How Will Goolge`s mobile changes affect your website?
The internet is awash with information about Google's recent round of search ranking changes, particularly the ones affecting users searching via mobile devices. Given the company's near-monopoly on web search it has understandably got a lot of website owners and managers concerned.
Google said way back in 2010 that site speed is a search ranking factor. They want to send their users to sites that load faster, for a better user experience. If there are two similar sites they'll pick the faster one. In recent years they've pushed web developers to 'make the web faster'. This is great for Google and good for users too. Faster sites tend to be smaller, optimised, use less bandwidth and take advantage of the latest web technologies and approaches to development.
As mobile web traffic has exploded, Google has encouraged best practice for building mobile-friendly websites. Again, this benefits users (click a search results link and go to the correct page, rather than being redirect off to a weird intermediary page) as well as Google (happy customers) and websites (lower bounce rates).
How is this going affect your website's traffic? The most important thing to know is that these changes will only affect mobile web searches. If your site doesn't have a lot of mobile traffic, it won't be an issue now (although as mobile/tablet usage increases it's something to consider for the future).
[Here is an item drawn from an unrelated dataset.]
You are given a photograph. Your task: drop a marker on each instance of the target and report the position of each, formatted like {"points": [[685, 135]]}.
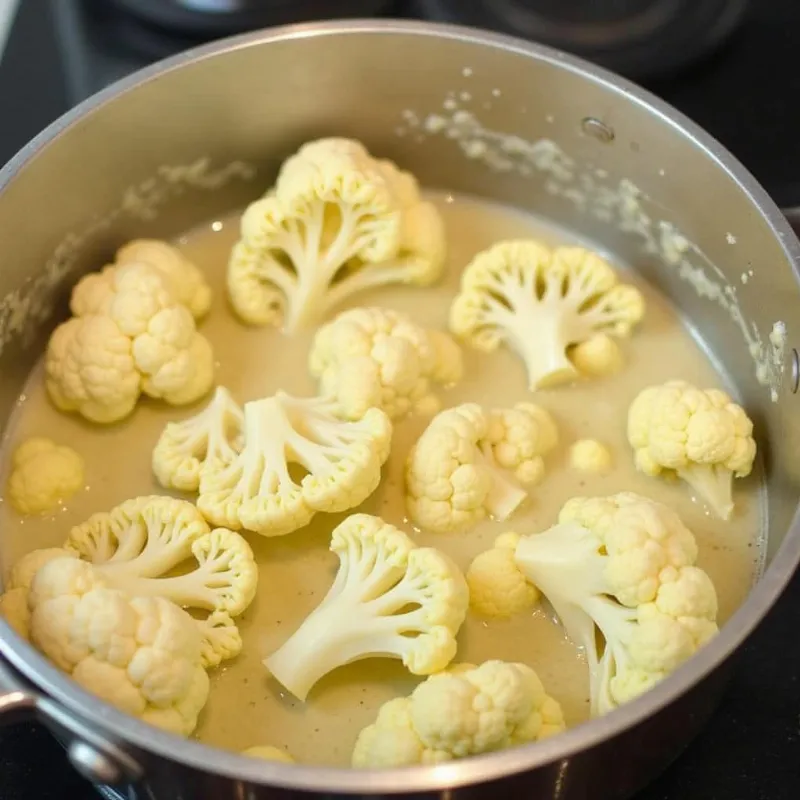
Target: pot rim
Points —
{"points": [[478, 769]]}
If your site has 10% mobile traffic and upwards, you could see a noticeable shift in traffic from mobiles so a responsive rewrite or a mobile-only site would be a good idea.
Test your website:
You can quickly improve your site for mobile users today (remember this useful mnemonic FUBDIT):
Fast - Make sure it's as fast as you can make it follow the sensible suggestions from tools like PageSpeed, YSlow, etc.
Usable - Links, or 'targets', should be large, obvious and easy to click.
Basic - Get the basics right. Fancy animations and CSS3 transitions don't help if your website's visitors can't find your phone number or contact information.
Direct - Let your website visitors get directly to the content they want, without having to click around the site too much. More clicks = more likely to leave = more bandwidth and more waiting for things to load.
Inputs - Web browsers on mobile devices support most of the HTML5 inputs. Make sure you're using the email, telephone and other inputs so mobile users can easily enter their information in your forms.
Timing - Don't make your website visitors wait, load the important information first and let the fancy animations load later.